5. В момент гибели Холод неизвестный или неизвестные проводят в квартире Татьяны обыск. Предположительно из квартиры исчезли папки с материалами по КГБ и ГРУ.
6. Слава Грязнов разыскал «мерседес» Самохина, а «мерседес»-то — из Германии…
7. В ночь на 3 декабря по просьбе Тани я читаю «Записки полковника Васина».
8. Самохин… Самохин бывал в доме Андрея Гусева. Самохина, бесспорно, знает Шароев, если судить по тени на его лице. Если предположить, что бомбу Татьяне вручил Самохин: в посылке, в пакете, «дипломате» или еще каким способом, и его, как исполнителя, убрали? Убрали до того, как произошел взрыв в «мерседесе»? Нет, что-то не похоже…
Самохин вручил Татьяне документы, не зная, что находится в посылке? Но почему Татьяна сразу же не открыла то, что ей передали? Утром 3 декабря она мне звонила и ни словом не обмолвилась о том, что получила документы… Она решила открыть то, что ей вручили, непременно в присутствии Гусева?
Самохин…
Увы, ниточка, за которую я ухватился, оказалась оборванной.
Придется ждать заключения экспертизы и уже после заключения вместе с Меркуловым и Грязновым составлять план расследования. А пока, пока нужно постараться уснуть.
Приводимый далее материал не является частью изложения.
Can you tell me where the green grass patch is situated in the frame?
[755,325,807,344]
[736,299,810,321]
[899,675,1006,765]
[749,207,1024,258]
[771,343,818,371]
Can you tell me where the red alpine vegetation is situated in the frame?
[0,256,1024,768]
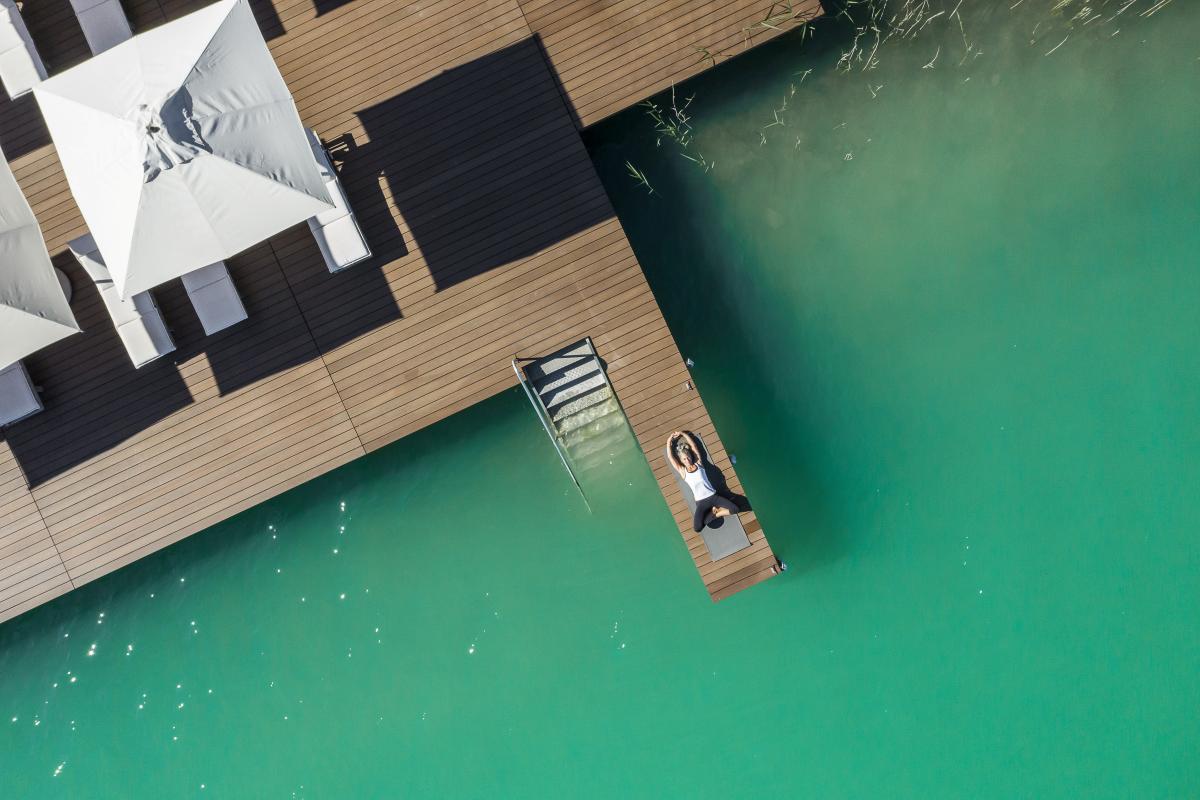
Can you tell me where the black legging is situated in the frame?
[691,494,738,534]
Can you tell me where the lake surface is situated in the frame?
[0,0,1200,798]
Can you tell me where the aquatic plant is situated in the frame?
[625,161,654,194]
[640,85,715,173]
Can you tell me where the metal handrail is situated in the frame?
[512,356,592,513]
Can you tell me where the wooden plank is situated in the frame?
[0,0,806,620]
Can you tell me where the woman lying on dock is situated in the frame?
[667,431,738,534]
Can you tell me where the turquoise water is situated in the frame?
[0,0,1200,798]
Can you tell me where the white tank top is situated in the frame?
[683,467,716,503]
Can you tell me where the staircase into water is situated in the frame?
[512,338,630,499]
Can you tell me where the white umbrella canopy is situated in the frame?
[34,0,331,296]
[0,152,79,369]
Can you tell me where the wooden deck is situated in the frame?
[0,0,816,620]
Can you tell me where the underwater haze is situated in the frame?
[0,0,1200,799]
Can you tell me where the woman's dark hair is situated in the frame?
[676,437,700,464]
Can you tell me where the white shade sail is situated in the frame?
[0,154,79,369]
[35,0,331,297]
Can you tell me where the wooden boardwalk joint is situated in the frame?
[0,0,817,621]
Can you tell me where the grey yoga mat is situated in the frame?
[662,434,750,561]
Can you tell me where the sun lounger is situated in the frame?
[662,434,750,561]
[0,361,42,426]
[308,131,371,272]
[71,0,133,55]
[0,0,46,100]
[184,261,246,336]
[67,234,175,367]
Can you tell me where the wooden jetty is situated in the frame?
[0,0,820,621]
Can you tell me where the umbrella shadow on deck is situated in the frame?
[5,252,192,487]
[6,34,612,487]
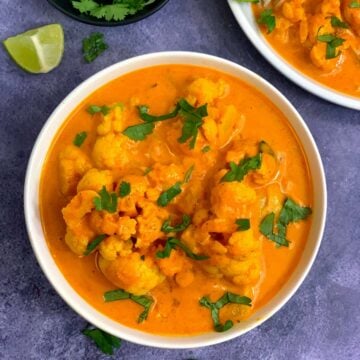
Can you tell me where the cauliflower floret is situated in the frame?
[99,252,165,295]
[92,133,134,169]
[59,145,91,195]
[156,250,191,277]
[97,104,125,135]
[201,105,245,148]
[281,0,306,23]
[148,163,185,190]
[187,78,228,106]
[65,226,94,255]
[77,169,113,192]
[211,182,256,219]
[310,41,344,71]
[116,216,137,241]
[341,0,360,36]
[99,235,133,261]
[204,253,261,286]
[228,229,260,259]
[136,199,169,249]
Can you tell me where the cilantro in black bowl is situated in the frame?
[48,0,169,26]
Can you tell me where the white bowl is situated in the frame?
[228,0,360,110]
[24,52,326,348]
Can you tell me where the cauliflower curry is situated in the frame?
[253,0,360,97]
[40,65,312,335]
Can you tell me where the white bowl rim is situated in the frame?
[24,51,327,349]
[228,0,360,110]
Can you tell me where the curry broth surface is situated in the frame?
[40,65,312,335]
[253,0,360,98]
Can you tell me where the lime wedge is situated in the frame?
[3,24,64,74]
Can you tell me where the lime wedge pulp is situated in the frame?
[3,24,64,74]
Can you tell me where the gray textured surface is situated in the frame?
[0,0,360,360]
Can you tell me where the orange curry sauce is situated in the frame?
[40,65,312,335]
[253,0,360,98]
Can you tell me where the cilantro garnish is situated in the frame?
[178,99,208,149]
[330,16,349,29]
[260,198,311,247]
[157,181,182,207]
[157,165,194,207]
[201,145,211,153]
[156,238,209,260]
[123,105,179,141]
[199,292,251,332]
[73,131,87,147]
[82,327,121,355]
[104,289,154,323]
[82,32,108,63]
[86,105,110,116]
[235,219,250,231]
[221,153,261,182]
[123,99,207,149]
[161,214,191,233]
[317,34,345,59]
[349,0,360,9]
[72,0,155,21]
[93,186,117,213]
[257,9,276,34]
[119,181,131,197]
[84,234,106,256]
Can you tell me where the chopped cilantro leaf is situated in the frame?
[156,238,209,260]
[260,198,311,247]
[330,16,349,29]
[73,131,87,147]
[317,34,345,59]
[87,105,110,116]
[257,9,276,34]
[199,292,252,332]
[82,32,108,63]
[221,153,261,182]
[93,186,117,213]
[84,234,106,256]
[104,289,154,323]
[161,214,191,233]
[235,219,250,231]
[349,0,360,9]
[82,328,121,355]
[119,181,131,197]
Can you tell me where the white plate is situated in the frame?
[24,52,327,348]
[228,0,360,110]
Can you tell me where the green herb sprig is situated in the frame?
[317,34,345,60]
[73,131,87,147]
[104,289,154,323]
[93,186,118,213]
[119,181,131,198]
[123,99,207,149]
[199,292,252,332]
[157,165,194,207]
[82,327,122,355]
[257,9,276,34]
[221,153,261,182]
[156,238,209,260]
[72,0,155,21]
[84,234,106,256]
[260,198,311,247]
[82,32,109,63]
[161,214,191,233]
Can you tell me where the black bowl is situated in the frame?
[48,0,169,26]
К различным опасностям, связанным с моей работой, мне не привыкать. Не раз и не десять раз в течение всей службы в прокуратуре был я мишенью для различных вооруженных монстров. Но начиная с сегодняшнего утра вокруг меня стало твориться нечто малопонятное и невообразимое. Будто герои западных фильмов ужасов сошли с экрана и поселились почему-то в Москве, неподалеку от моего дома, исключительно для того, как мне показалось, чтобы заняться мной лично.
Когда утром я оказался возле своей «Лады», я остолбенел. Вся машина была вымазана красно-бурой краской, а на лобовом стекле было написано, скорее всего пальцем: «ТЫ УМРЕШ», причем без мягкого знака.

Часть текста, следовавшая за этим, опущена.